Nibrin

Nibrin
Identifiers
SymbolsNBN ; AT-V1; AT-V2; ATV; NBS; NBS1; P95
External IDsOMIM: 602667 MGI: 1351625 HomoloGene: 1858 GeneCards: NBN Gene
RNA expression pattern
More reference expression data
Orthologs
SpeciesHumanMouse
Entrez468327354
EnsemblENSG00000104320ENSMUSG00000028224
UniProtO60934Q9R207
RefSeq (mRNA)NM_001024688NM_013752
RefSeq (protein)NP_002476NP_038780
Location (UCSC)Chr 8:
90.95 – 91.02 Mb		Chr 4:
15.96 – 15.99 Mb
PubMed search

Nibrin, also known as NBN or Nbs1, is a protein which in humans is encoded by the NBN gene.[1][2][3]

Function

Nibrin is a protein associated with the repair of double strand breaks (DSBs) which pose serious damage to a genome. It is a 754 amino acid protein identified as a member of the NBS1/hMre11/RAD50(N/M/R, more commonly referred to as MRN) double strand DNA break repair complex.[4] This complex recognizes DNA damage and rapidly relocates to DSB sites and forms nuclear foci. It also has a role in regulation of N/M/R (MRN) protein complex activity which includes end-processing of both physiological and mutagenic DNA double strand breaks (DSBs).[5]

Cellular response to DSBs

Cellular response is performed by damage sensors, effectors of lesion repair and signal transduction. The central role is carried out by ataxia telangiectasia mutated (ATM) by activating the DSB signaling cascade, phosphorylating downstream substrates such as histone H2AX and NBS1. NBS1 relocates to DSB sites by interaction of FHA/BRCT domains with phosphorylated histone H2AX. Once it interacts with nibrin c-terminal hMre11-binding domain, hMre11 and hRad50 relocate from the cytoplasm to the nucleus then to sites of DSBs. They finally relocate to N/M/R where they form the foci at the site of damage.[6]

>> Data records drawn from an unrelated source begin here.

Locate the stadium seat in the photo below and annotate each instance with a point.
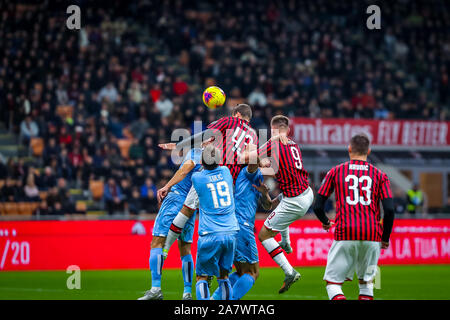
(81, 206)
(124, 146)
(34, 206)
(64, 111)
(43, 195)
(37, 145)
(25, 208)
(11, 208)
(96, 187)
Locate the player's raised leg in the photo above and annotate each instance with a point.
(273, 248)
(156, 262)
(187, 267)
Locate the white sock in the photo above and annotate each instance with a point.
(366, 289)
(333, 290)
(275, 251)
(285, 238)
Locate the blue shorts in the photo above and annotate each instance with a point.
(246, 250)
(170, 207)
(215, 252)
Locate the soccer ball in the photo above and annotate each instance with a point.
(214, 97)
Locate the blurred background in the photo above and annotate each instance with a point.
(82, 111)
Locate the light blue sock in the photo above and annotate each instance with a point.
(242, 286)
(202, 290)
(226, 291)
(233, 278)
(188, 272)
(156, 261)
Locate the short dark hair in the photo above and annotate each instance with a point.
(280, 121)
(211, 157)
(244, 109)
(360, 144)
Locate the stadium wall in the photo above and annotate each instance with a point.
(55, 245)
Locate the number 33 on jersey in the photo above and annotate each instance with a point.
(358, 187)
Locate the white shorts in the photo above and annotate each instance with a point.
(191, 199)
(349, 256)
(289, 210)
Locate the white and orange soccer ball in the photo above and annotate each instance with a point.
(214, 97)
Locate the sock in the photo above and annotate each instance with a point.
(275, 251)
(175, 230)
(242, 286)
(233, 278)
(365, 291)
(156, 262)
(335, 292)
(285, 238)
(202, 290)
(188, 272)
(226, 291)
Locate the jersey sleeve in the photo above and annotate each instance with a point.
(327, 186)
(195, 155)
(385, 188)
(253, 177)
(265, 150)
(219, 125)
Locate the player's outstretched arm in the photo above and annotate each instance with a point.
(266, 201)
(319, 210)
(204, 135)
(177, 227)
(388, 221)
(181, 173)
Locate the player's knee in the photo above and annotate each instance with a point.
(199, 278)
(185, 248)
(158, 242)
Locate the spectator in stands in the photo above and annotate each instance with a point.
(65, 138)
(139, 127)
(48, 180)
(135, 203)
(164, 105)
(28, 129)
(113, 197)
(31, 190)
(51, 150)
(42, 209)
(136, 150)
(257, 98)
(108, 92)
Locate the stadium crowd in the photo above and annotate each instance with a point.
(135, 71)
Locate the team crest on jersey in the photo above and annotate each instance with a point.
(364, 167)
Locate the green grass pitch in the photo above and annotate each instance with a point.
(397, 283)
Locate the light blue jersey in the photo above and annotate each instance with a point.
(246, 205)
(182, 188)
(173, 203)
(247, 196)
(216, 197)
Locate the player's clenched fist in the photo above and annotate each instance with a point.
(162, 193)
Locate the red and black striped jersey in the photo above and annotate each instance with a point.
(287, 162)
(358, 187)
(236, 134)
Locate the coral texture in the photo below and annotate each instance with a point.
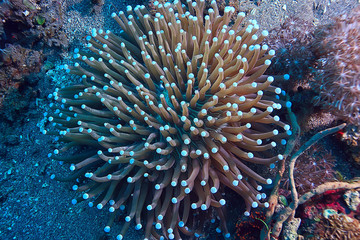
(172, 110)
(339, 80)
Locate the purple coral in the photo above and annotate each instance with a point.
(338, 83)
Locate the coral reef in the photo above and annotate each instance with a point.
(337, 80)
(171, 112)
(249, 227)
(292, 42)
(314, 167)
(31, 24)
(16, 63)
(337, 226)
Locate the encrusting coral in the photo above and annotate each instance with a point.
(171, 111)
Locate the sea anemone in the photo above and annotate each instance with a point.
(171, 111)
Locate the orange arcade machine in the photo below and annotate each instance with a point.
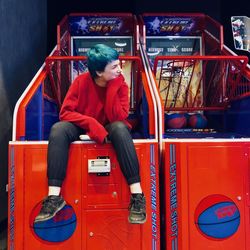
(203, 93)
(96, 193)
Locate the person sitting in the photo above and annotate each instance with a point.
(96, 104)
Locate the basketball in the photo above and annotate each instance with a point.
(175, 120)
(197, 121)
(217, 217)
(57, 229)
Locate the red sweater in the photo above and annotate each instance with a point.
(91, 107)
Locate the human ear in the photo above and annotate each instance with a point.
(99, 73)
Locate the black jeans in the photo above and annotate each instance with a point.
(63, 133)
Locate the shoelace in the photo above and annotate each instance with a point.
(48, 205)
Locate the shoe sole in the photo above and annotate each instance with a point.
(137, 221)
(50, 217)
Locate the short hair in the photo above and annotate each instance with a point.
(99, 56)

Double strand breaks (DSBs)

DSBs occur during V(D)J recombination during early B and T cell development. This is at the point when the cells of the immune system are developing and the DSBs effect the development of lymphoid cells. DSBs also occur in immunoglobulin class switch in mature B cells.[5] More frequently, however, DSBs are caused by mutagenic agents like radiomimetic chemicals and ionizing radiation(IR).

DSB mutations

As mentioned, DSBs cause extreme damage to DNA. One such mutation is associated with Nijmegen breakage syndrome (NBS), a radiation hyper-sensitive disease.[7] It is a rare inherited autosomal recessive condition of chrosomal instability. It has been linked to mutations within exons 6-10 in the NBS1 gene which results in a truncated protein.[5] Characteristics of NBS include microcephaly, cranial characteristics, growth retardation, impaired sexual maturation, immunodeficiency/recurring infections and a predisposition to cancer. This predisposition to cancer may be linked to the DSBs occurring at the development of lymphoid cells.

NBS1 over-expression in cancer

NBS1 has a role in microhomology-mediated end joining (MMEJ) repair of double strand breaks. It is one of 6 enzymes required for this error prone DNA repair pathway.[8] NBS1 is over-expressed in some prostate cancers,[9] in head and neck cancer,[10] and in squamous cell carcinoma of the oral cavity.[11]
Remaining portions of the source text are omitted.